4 files changed, 22 insertions, 2 deletions

diff --git a/src/kdc/ChangeLog b/src/kdc/ChangeLog
index c5162ccf5..40d581f31 100644
--- a/src/kdc/ChangeLog
+++ b/src/kdc/ChangeLog
@@ -1,3 +1,11 @@
+1999-06-30  Ken Raeburn  <raeburn@mit.edu>
+
+	* Makefile.in (CFLAGS): Define NOCACHE.
+	(DEFINES): Commented out, since it's unused.

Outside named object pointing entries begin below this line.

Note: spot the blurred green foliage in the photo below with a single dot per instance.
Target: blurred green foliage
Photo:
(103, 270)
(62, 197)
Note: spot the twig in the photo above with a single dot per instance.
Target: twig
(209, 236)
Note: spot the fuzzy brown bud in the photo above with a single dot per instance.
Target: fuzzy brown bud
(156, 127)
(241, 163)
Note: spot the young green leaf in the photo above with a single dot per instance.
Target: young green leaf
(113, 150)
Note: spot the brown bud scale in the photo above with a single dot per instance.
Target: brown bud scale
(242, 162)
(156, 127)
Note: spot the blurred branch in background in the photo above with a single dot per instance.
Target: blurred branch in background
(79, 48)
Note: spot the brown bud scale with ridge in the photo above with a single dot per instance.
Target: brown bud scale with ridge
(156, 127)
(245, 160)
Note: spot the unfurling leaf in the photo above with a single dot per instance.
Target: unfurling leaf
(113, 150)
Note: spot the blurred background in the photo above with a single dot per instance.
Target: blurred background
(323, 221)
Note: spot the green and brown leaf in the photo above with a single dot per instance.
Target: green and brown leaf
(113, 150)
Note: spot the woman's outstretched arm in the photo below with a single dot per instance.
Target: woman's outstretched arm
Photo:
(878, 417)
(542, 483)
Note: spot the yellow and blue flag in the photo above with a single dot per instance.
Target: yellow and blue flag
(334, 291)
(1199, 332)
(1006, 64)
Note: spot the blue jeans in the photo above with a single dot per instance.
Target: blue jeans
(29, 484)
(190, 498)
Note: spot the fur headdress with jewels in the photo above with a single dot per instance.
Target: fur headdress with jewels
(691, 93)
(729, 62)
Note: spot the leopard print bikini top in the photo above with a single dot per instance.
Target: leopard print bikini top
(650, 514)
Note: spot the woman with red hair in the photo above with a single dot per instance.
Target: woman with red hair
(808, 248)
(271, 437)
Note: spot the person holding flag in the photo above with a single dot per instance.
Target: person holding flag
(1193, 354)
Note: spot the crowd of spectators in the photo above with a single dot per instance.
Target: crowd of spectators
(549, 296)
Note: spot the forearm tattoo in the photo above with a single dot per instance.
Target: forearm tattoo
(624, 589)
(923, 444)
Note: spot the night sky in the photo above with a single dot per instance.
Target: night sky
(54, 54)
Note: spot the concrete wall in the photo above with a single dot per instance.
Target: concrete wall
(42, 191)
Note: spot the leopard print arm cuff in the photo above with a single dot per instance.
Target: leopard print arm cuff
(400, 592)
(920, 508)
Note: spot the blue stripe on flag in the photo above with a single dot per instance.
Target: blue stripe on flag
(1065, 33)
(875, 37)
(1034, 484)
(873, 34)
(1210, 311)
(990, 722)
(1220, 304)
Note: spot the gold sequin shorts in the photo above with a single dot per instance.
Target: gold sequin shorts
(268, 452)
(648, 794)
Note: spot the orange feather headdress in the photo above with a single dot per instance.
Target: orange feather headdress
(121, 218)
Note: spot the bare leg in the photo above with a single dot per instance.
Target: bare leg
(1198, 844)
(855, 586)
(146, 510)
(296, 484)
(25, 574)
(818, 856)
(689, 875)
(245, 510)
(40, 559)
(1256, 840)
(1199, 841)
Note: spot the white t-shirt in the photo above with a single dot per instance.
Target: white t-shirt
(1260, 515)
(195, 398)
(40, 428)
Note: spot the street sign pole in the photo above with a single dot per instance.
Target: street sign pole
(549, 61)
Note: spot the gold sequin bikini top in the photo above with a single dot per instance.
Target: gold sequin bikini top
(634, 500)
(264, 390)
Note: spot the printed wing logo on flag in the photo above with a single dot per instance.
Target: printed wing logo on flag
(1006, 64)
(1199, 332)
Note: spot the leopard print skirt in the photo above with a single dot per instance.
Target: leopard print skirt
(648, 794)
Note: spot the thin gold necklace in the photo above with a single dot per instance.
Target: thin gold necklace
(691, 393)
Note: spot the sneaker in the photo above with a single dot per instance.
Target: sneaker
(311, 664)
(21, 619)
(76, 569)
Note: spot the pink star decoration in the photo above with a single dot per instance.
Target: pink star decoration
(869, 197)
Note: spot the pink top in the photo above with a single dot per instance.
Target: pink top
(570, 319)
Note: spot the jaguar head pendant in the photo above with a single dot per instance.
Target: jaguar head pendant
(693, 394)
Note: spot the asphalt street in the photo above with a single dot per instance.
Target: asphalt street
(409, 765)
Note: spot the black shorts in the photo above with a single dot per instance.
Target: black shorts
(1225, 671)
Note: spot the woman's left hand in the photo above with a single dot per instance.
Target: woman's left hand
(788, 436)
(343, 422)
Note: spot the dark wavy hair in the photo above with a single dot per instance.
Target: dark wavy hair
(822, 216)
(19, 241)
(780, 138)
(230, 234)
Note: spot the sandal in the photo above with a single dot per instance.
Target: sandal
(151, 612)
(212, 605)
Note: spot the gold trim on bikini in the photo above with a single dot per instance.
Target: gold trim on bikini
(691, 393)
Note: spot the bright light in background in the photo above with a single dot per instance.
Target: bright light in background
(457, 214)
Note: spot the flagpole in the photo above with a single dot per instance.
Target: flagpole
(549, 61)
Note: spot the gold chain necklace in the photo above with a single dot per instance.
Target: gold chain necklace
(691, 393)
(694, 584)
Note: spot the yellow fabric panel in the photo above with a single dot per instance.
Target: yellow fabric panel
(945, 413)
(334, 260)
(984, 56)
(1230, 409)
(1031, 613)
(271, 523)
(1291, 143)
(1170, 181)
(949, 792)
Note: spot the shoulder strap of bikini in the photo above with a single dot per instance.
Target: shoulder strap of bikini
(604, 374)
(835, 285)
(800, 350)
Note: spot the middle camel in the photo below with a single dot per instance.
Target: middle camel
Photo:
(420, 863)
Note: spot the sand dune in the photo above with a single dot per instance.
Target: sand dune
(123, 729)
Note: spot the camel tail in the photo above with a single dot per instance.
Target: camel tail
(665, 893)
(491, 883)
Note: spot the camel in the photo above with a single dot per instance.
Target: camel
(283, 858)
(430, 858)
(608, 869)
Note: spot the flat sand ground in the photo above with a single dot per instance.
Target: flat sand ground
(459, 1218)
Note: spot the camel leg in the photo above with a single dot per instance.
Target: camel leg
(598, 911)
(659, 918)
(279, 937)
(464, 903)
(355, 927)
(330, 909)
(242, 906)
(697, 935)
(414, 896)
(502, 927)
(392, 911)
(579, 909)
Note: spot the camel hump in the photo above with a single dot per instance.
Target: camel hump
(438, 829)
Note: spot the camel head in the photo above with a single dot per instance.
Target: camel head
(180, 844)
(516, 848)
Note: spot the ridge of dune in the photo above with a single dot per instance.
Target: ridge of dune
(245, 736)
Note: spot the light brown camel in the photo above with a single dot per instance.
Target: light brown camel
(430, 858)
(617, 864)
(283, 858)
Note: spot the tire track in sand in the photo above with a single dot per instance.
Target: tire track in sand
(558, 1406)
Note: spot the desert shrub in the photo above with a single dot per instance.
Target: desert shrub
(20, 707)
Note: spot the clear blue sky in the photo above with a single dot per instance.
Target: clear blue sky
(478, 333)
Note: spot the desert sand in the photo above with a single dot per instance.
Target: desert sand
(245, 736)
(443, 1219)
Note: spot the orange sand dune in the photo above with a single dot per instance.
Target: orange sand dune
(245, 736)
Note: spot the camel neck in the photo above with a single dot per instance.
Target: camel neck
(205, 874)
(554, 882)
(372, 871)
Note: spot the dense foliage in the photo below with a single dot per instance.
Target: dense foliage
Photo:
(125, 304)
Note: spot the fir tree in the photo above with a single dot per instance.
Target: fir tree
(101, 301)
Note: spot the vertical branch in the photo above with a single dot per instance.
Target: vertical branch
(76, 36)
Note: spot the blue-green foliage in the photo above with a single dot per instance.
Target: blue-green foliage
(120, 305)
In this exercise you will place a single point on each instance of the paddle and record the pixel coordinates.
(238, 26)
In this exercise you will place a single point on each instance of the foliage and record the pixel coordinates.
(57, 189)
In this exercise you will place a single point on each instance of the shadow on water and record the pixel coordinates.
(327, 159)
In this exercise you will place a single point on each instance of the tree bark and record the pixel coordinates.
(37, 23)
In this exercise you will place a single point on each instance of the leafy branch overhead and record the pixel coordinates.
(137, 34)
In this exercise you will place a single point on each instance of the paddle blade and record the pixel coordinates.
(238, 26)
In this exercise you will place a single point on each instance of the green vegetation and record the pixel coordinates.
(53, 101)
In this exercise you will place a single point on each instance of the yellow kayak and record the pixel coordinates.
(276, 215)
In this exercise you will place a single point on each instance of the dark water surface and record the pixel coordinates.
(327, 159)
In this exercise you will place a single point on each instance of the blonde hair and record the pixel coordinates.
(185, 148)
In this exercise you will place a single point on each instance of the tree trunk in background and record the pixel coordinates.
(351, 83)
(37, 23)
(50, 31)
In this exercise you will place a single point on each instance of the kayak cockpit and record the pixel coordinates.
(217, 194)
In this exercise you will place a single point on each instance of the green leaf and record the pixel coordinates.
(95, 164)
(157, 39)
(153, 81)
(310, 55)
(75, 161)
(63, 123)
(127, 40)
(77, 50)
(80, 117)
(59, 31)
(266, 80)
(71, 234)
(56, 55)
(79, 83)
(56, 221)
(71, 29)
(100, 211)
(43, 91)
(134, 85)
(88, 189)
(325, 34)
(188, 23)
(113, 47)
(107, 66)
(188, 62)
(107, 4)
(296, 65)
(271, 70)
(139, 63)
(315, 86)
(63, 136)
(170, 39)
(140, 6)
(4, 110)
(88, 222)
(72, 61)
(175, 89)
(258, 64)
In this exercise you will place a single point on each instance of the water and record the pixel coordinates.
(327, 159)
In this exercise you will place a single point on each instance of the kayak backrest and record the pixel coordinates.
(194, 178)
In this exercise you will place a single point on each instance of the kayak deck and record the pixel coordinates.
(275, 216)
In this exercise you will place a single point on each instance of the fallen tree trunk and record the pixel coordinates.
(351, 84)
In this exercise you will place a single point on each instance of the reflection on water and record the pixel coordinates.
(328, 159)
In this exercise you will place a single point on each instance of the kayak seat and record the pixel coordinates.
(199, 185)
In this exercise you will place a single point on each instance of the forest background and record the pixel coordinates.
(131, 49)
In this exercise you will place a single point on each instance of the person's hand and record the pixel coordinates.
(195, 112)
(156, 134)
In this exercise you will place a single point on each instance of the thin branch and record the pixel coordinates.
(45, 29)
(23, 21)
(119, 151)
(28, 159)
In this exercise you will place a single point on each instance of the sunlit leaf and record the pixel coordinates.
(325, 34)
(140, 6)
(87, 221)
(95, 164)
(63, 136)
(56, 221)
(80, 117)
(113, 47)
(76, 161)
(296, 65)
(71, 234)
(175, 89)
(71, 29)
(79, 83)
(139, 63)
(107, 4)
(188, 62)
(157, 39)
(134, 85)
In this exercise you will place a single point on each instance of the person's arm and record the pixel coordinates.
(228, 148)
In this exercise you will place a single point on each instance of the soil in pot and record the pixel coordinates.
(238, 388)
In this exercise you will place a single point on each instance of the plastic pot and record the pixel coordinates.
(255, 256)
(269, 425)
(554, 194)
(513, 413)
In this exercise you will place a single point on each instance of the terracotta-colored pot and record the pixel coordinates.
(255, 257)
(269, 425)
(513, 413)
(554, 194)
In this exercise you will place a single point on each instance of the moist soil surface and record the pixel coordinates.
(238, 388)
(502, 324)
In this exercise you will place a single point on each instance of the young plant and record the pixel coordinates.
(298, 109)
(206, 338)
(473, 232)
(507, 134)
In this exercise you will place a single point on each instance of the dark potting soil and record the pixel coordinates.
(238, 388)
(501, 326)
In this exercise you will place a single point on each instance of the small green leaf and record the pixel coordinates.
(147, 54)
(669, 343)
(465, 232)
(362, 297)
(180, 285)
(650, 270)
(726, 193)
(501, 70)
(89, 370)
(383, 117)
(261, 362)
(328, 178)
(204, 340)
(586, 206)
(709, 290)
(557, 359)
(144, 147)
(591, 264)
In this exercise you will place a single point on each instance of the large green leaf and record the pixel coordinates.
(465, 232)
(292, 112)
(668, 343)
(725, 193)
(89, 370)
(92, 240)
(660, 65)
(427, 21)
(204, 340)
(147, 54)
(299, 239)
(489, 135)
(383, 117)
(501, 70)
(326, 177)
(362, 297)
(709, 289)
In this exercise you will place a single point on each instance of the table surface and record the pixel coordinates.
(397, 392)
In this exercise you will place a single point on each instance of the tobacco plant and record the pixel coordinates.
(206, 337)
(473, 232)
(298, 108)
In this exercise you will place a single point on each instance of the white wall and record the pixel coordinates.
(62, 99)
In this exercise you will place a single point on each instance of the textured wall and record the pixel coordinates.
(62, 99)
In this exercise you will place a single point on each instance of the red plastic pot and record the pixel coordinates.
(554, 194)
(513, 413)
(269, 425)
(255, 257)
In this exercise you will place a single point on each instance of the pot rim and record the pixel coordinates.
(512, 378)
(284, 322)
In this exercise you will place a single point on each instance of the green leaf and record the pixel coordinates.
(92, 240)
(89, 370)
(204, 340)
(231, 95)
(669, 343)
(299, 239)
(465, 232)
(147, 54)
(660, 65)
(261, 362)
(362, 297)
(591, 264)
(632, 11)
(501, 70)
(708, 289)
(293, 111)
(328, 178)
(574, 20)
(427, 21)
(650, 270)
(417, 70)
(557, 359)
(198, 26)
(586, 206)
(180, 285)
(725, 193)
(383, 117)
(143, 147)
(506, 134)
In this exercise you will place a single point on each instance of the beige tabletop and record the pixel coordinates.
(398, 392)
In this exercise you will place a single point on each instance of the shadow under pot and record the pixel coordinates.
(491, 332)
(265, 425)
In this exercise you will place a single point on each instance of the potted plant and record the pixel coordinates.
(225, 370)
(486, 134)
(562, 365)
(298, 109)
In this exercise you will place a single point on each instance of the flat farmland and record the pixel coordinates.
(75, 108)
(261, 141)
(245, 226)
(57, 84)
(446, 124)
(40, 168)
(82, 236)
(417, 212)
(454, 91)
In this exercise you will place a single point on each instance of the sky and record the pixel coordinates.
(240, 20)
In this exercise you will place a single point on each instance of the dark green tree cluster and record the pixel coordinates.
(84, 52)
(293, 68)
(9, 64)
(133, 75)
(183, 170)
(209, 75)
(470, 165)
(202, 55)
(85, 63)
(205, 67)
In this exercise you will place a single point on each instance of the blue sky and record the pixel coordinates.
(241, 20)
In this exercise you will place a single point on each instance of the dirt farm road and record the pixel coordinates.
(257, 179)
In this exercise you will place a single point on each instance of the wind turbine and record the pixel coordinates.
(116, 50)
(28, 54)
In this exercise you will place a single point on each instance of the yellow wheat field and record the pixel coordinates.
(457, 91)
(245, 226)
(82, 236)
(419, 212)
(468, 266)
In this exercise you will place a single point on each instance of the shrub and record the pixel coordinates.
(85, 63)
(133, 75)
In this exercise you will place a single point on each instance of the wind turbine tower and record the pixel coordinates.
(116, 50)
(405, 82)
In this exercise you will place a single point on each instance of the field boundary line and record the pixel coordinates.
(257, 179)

+	* dispatch.c (dispatch): If NOCACHE is defined, don't call
+	lookaside buffer code.
+	* replay.c: Disable all code if NOCACHE is defined.
+
 1999-06-28  Tom Yu  <tlyu@mit.edu>
 
 	* replay.c (MATCH): Fix up to compare the correct components of
diff --git a/src/kdc/Makefile.in b/src/kdc/Makefile.in
index b1b4f296a..b23d8ab0b 100644
--- a/src/kdc/Makefile.in
+++ b/src/kdc/Makefile.in
@@ -2,14 +2,18 @@ thisconfigdir=.
 myfulldir=kdc
 mydir=.
 BUILDTOP=$(REL)$(U)
-CFLAGS = $(CCOPTS) $(DEFS) $(LOCALINCLUDE)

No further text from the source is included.